Customers perform all the manufacturing tasks, except at the Stitch
Me station, where company Master Bear Builders assist. (These Builders
also supervise the Stuff Me station to ensure materials are not wasted
by overstuffing.) The venue essentially employs paying labor — people
who actually pay to work in the retail factory to
create their own bears. Business
is so brisk that most locations take reservations for “shopping.”
We’ve seen customers put to work in other enterprises as well.
Shrimp-boat operators in the southern United States are now charging
people to work a morning of hard labor “shrimp boating.” At
the end of the excursion, each customer gets a T-shirt and a photo — and
the shrimp-boat operator takes the shrimp to market.
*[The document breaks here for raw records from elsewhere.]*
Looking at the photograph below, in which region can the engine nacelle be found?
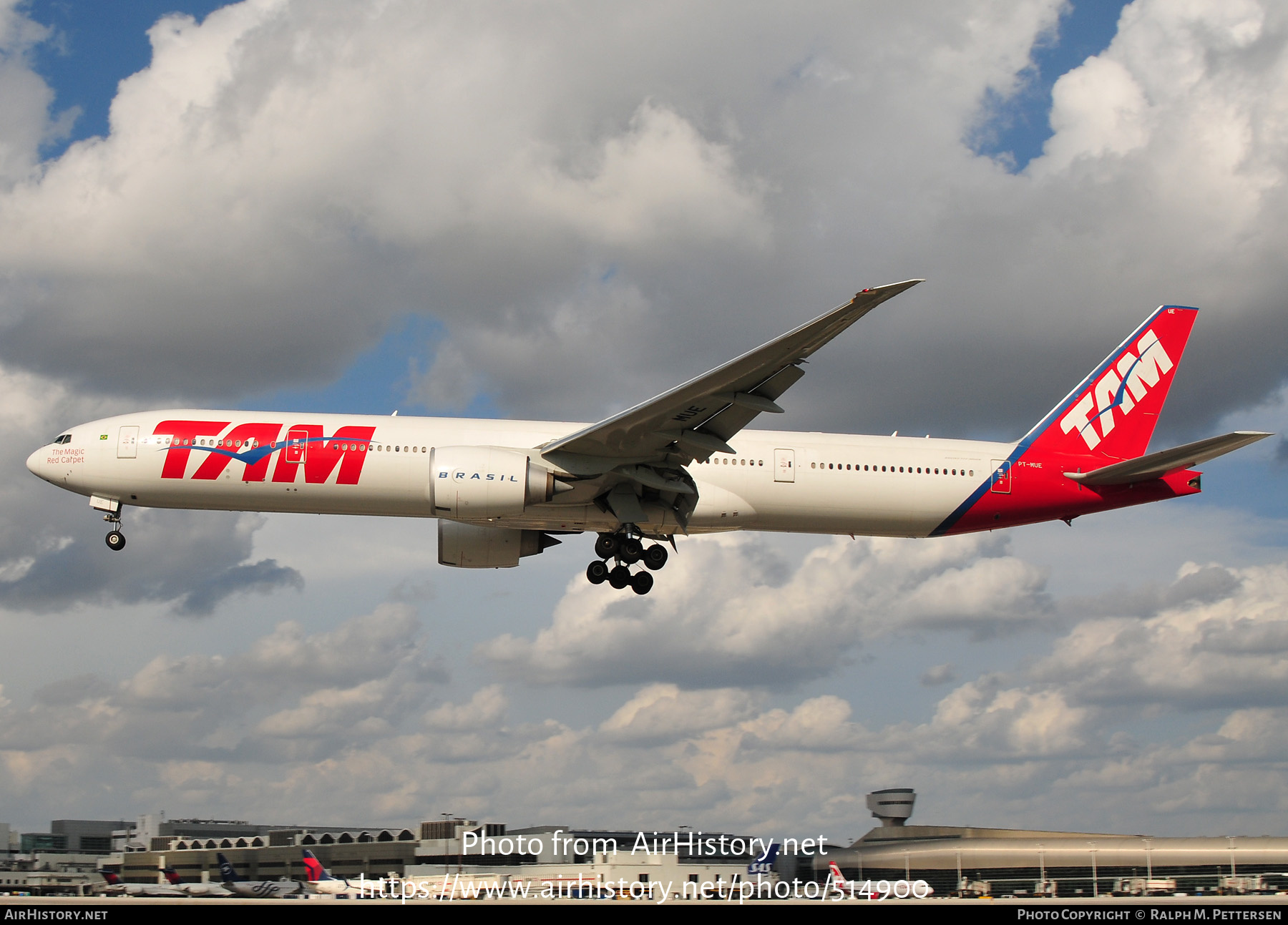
[438,521,559,568]
[429,447,555,521]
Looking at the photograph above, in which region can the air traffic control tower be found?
[813,787,1288,896]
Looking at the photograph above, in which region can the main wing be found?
[541,280,921,474]
[538,280,921,534]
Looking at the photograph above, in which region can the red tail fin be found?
[1020,305,1198,460]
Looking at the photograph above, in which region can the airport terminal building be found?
[814,787,1288,896]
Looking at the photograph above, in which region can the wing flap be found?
[1065,430,1272,484]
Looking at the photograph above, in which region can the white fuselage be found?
[29,410,1015,536]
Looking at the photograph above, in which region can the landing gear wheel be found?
[617,536,644,566]
[644,542,670,572]
[595,534,621,559]
[608,566,631,592]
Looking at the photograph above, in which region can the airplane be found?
[215,851,300,899]
[304,848,370,896]
[27,280,1272,594]
[161,867,237,896]
[99,871,188,896]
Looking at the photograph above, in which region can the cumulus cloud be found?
[479,534,1051,688]
[1033,563,1288,708]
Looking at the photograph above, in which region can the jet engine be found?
[429,447,557,521]
[438,521,559,568]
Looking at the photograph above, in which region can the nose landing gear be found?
[586,532,668,594]
[103,512,125,553]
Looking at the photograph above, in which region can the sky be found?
[0,0,1288,841]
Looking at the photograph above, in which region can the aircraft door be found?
[989,460,1011,495]
[116,425,139,460]
[286,428,309,464]
[774,449,796,482]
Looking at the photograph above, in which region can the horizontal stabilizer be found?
[1065,430,1272,484]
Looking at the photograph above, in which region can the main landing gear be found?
[586,534,668,594]
[99,508,125,553]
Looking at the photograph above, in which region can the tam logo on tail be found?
[1020,305,1198,459]
[1060,330,1174,449]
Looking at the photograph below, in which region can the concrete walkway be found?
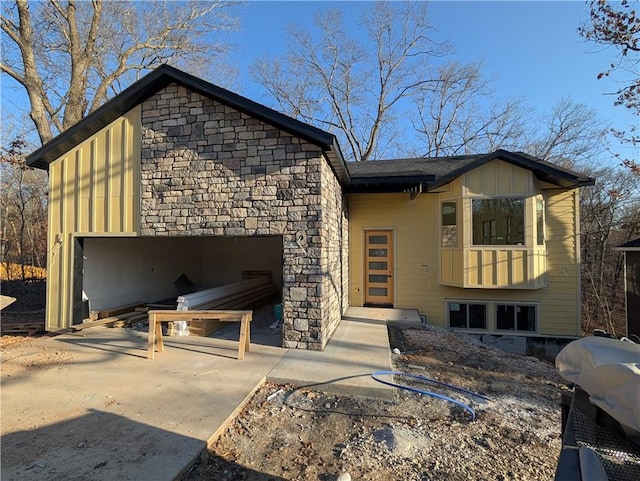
[1,310,415,481]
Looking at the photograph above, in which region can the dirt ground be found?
[0,318,566,481]
[183,329,566,481]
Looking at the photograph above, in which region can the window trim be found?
[469,195,524,248]
[493,301,540,334]
[440,199,460,248]
[445,299,491,332]
[444,298,540,336]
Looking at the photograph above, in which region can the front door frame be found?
[362,228,396,307]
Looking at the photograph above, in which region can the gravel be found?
[183,328,566,481]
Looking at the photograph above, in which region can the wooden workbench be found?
[147,310,253,360]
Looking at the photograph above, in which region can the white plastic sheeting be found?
[556,336,640,439]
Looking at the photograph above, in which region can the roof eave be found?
[429,149,595,190]
[26,65,349,183]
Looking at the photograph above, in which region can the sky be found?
[229,1,639,156]
[2,0,638,158]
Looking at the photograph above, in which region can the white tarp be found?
[556,336,640,438]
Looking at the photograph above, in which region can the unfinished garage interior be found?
[73,236,282,314]
[27,66,348,349]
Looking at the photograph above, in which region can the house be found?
[616,238,640,337]
[27,66,593,349]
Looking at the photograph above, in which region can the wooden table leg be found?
[147,313,157,359]
[156,322,164,352]
[238,314,249,361]
[244,312,253,352]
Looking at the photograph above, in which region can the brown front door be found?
[364,230,393,306]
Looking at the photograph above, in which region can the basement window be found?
[496,304,537,332]
[447,301,487,329]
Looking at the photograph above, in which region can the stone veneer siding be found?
[140,84,348,350]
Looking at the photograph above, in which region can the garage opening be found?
[73,236,283,346]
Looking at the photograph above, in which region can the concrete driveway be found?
[1,310,410,481]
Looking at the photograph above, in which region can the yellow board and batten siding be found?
[349,161,580,336]
[46,107,141,331]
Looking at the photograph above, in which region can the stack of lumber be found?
[177,271,280,336]
[0,320,44,336]
[71,303,149,331]
[177,276,279,311]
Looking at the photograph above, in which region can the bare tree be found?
[0,0,240,143]
[0,138,47,281]
[578,0,640,175]
[520,99,608,168]
[412,62,528,157]
[580,166,640,335]
[253,2,449,160]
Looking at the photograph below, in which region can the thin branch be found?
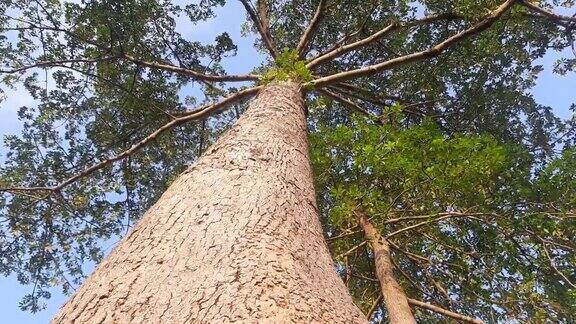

Research scientists routinely employ people who pay to work archaeological
digs, and tall ships charge would-be sailors who pay to help bring
ships to port. We could go on and on.
We are so divorced today from the Agrarian and Industrial Economies
(and to a certain degree, even the Service Economy) that people will
actually pay to perform tasks that would otherwise be done by a paid
worker.
Similarly, in a B2B context, certain activities are so foreign, yet
so intriguing to customers, that they might pay to perform the task
you would otherwise assign to staff or suppliers. For example, at your
next customer event, why not put customers to work on product development — designing
features to make your product better fit their needs.
Most companies view corporate events as a way to make marketing more
experiential. That’s all well and good, but we’re talking
about a fundamentally new way to attract and retain customers by offering
new experiences.
It’s not about experience marketing. It’s about marketing
experiences.
As Peter Drucker stated in his book “The Practice of Management,”
“The aim of marketing is to make
selling superfluous.” To that we add: The aim of an experience
is to make marketing superfluous.
The experience is the marketing. The best way to market any offering
is with an experience so engaging that potential customers can’t
help but pay attention — and pay up.